Blue Cross and Blue Shield of North Carolina sued the federal government, becoming the latest health insurer to claim it is owed money under the Affordable Care Act. The suit, filed on Thursday in the U.S. Court of Federal Claims in Washington, D.C., says the U.S. failed to live up to obligation to pay the insurer more than $147 million owed under an ACA program known as risk corridors, which aimed to limit the financial risks borne by insurers entering the new health-law markets.
The suit argues that the federal government violated the language of the health law, as well as a contractual obligation to the North Carolina insurer. Blue Cross and Blue Shield of North Carolina says its owed money. ENLARGE Blue Cross and Blue Shield of North Carolina says its owed money. Photo: Zuma Press
The suit follows a similar one filed last month by Highmark Healths insurance arm, and an earlier one in February from Health Republic Insurance Co., which is seeking class-action status.
The move signals the Obama administration is likely to face a growing legal challenge from insurers seeking risk-corridor payouts, as the 2010 health law continues to generate court battles on a number of different fronts.
Blue Cross Blue Shield insurers such as the North Carolina nonprofit and Pittsburgh-based Highmark are backbones of the laws insurance marketplaces, with the largest enrollments in many states exchanges. But many of them have run up significant losses on the ACA plans, causing a financial squeeze.
Blue Cross and Blue Shield of North Carolina said it lost more than $400 million on ACA products in 2014 and 2015 and the risk-corridor payment shortfall exacerbated the losses.
The federal Department of Health and Human Services announced last fall that insurers initially would receive only 12.6% of the money they claimed under the risk-corridor program for 2014, its first year of operation, though federal officials said the insurers would receive more later. The program was supposed to bolster insurers suffering losses by using payments from other insurers that did relatively well on the new ACA business. However, the amount owed was far greater than the sum collected.

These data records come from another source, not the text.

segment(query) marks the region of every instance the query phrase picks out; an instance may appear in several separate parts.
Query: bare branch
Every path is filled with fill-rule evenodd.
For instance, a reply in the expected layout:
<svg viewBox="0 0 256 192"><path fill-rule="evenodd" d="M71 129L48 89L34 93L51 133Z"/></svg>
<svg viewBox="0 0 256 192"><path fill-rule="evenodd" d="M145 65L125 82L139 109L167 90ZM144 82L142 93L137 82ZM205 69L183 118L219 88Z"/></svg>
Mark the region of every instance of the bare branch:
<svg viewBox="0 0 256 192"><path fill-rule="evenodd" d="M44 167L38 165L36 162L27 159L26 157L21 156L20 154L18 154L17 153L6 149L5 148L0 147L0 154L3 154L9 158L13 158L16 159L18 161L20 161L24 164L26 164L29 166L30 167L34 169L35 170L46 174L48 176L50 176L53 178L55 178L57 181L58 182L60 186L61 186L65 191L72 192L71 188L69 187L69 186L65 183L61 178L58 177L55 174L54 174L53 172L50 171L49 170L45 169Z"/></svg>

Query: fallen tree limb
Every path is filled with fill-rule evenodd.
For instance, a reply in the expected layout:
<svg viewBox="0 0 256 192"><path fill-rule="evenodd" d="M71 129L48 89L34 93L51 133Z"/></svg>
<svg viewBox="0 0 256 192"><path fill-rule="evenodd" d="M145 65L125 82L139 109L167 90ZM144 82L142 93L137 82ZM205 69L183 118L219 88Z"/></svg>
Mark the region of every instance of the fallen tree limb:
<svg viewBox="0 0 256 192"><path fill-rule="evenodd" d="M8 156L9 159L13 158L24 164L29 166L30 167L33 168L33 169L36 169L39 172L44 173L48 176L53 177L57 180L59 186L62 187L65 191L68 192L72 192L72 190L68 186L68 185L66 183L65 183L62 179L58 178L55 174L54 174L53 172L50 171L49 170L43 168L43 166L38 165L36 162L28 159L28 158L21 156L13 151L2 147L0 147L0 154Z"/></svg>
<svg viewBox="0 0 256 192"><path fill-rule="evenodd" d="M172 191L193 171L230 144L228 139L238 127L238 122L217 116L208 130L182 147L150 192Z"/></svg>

According to the suit, federal officials initially signaled that payments would be made even if the inflows werent sufficient, but they later said the program would be budget neutral, a stance reinforced by Congress in a 2014 spending bill.
A Health and Human Services spokesman didnt have an immediate comment.
As damages, Blue Cross and Blue Shield of North Carolina is seeking the amount it says it is owed for 2014 under the risk-corridor program, which is more than $147 million, minus the amount it has been paid so far, which is currently around $18 million. The North Carolina insurer also is seeking interest and legal expenses.
The North Carolina insurer also wants the court to force the U.S. to make risk-corridor payments when they are due for later years, and the insurer estimates that it will be owed more than $175 million for 2015.
The suit says that federal plans to backfill the payments owed for 2014 over time, as risk-corridor funds come in for later years, is contrary to the nature, purpose, intent and language in the health law.